The couple that owned the farm, Michelle and Chuck, are awesome. We immediately got a tour of the land. They had built the nicest chicken coop I had ever seen (not that I have seen that many) entirely out of recycled materials. It was really amazing. Then we looked at a few ideal spots for the logs to lay after inoculation. Talked about different approaches to grass fed cattle, genetically modified foods, and the ideal way to provide for your family.
These people knew what they were doing and weren't playing around. From building a greenhouse to mixing their own soil, they already had a good lead on the upcoming year's crops.
After a few other people arrived we were ready to begin this inoculation assembly line shiitake party! Melissa and Jacob started drilling the holes, then the log came on down to myself and Michelle where we were the inoculators, then we sent it on down to Jason and Andy who had the official job titles of "the daubers" - then it was time to tag the log with the strain of shiitake and today's date. We ended up doing around 50 logs.

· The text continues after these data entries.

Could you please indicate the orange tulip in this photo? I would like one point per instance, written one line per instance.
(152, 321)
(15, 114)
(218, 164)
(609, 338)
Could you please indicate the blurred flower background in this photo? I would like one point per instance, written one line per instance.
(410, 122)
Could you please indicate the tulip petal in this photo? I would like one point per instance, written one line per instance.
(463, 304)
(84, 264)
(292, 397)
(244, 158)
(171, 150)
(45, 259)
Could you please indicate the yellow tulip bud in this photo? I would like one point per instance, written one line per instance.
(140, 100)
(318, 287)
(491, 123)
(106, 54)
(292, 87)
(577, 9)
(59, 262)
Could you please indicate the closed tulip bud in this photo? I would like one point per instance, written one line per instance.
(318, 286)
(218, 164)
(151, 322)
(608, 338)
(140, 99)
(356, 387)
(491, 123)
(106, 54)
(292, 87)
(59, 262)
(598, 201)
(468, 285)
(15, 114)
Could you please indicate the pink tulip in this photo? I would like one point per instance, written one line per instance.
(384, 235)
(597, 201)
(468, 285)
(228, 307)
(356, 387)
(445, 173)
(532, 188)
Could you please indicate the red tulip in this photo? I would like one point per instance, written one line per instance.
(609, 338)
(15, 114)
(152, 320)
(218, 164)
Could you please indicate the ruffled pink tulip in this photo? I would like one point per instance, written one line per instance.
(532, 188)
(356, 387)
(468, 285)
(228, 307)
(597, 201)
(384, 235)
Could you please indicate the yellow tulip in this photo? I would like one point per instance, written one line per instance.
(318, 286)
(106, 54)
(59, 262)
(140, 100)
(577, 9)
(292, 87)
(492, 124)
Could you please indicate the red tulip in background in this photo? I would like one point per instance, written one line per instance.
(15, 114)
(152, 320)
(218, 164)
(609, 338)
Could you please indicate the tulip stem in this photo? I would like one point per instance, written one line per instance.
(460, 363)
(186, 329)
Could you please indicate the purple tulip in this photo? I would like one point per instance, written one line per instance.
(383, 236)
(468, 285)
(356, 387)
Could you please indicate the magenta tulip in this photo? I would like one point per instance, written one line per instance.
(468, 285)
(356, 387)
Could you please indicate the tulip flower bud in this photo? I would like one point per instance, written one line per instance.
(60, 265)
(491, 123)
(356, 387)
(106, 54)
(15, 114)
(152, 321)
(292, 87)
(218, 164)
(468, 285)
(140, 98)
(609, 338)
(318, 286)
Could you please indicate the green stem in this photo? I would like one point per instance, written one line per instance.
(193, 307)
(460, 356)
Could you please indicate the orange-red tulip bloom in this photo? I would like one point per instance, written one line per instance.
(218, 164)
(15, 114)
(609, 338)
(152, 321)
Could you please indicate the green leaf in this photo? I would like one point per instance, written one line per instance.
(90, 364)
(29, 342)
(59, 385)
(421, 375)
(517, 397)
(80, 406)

I was surprised at how much we got accomplished in a matter of around 4 hours. It will take on average 6 months to 2 years to have mushrooms. Now let's wait and see......Jason and I have made some new friends and are continuing to learn about different types of sustainable agriculture. I also just read that Whole Foods, Organic Valley, and Stoneyfield Farms have surrendered to Monsanto. Unless everyone starts learning NOW how to grow your own food and save seeds, what you eat will be completely out of your hands. Be smart - and if you are oblivious to what it takes to grow your own food like me, then get out there and learn!